McDermott also interviewed to be a head coach following the end of the 2015 regular season as well. The Bills also have a confirmed interview scheduled with Arizona offensive coordinator Harold Goodwin, as well as reported interviews with Miami Dolphins defensive coordinator Vance Joseph, and Philadelphia Eagles offensive coordinator Frank Reich. Bills interim head coach Anthony Lynn is also a candidate for the permanent job.
Joe B's Take
While the Panthers defensive performance in the 2016, from a statistical perspective anyway, is uninspiring to look at for fans, the success of Carolina's defense over the duration of McDermott's tenure is the selling point. Having a top 10 defense is a tough accomplishment, but to do it four out of six seasons in the salary cap era shows off a good defensive coach.
A big question that must be asked is this: How would McDermott's scheme fit with what the Bills have on the defensive side of the ball?
The answer: Quite well. The Bills have been a team full of defensive players better suited for a 4-3 defense that has been masquerading as a 3-4 for the past two seasons. The main difference is that McDermott's scheme relies heavily on zone coverages from their cornerbacks -- which is a distinct difference from Rex Ryan's defensive scheme.

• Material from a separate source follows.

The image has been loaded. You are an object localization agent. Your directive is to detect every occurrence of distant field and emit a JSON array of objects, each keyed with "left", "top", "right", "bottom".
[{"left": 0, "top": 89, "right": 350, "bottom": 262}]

That, however, shouldn't be a huge problem for the secondary that the Bills have lined up for 2017, only because they're likely going to have an incredible amount of turnover at both cornerback and safety. Stephon Gilmore is due to be an unrestricted free agent, Aaron Williams is mulling retirement, and we may have seen the last of the aging Corey Graham as well -- which makes up three of the four opening day starters in 2016.
The biggest problem would be in finding a middle linebacker that's as quick and instinctive as Luke Kuechly was for McDermott in Carolina. While Preston Brown would be better suited in a 4-3 defense, he's not nearly as quick as Kuechly and could struggle in the zone-based coverages McDermott employs.
That's only on the defensive side of the ball, which would make McDermott's hiring of an offensive coordinator quite important. All in all, despite a setback of a 2016 season, McDermott is a solid head coaching candidate that would fit the Bills' personnel.
And put this in the 'for what it's worth' category: McDermott and Steelers head coach Mike Tomlin were teammates for two years in college at William & Mary -- and Tomlin was the head coach for three seasons before Doug Whaley departed Pittsburgh for Buffalo. So, at the very least, there is some sort of tie-in back to Whaley's Steelers days.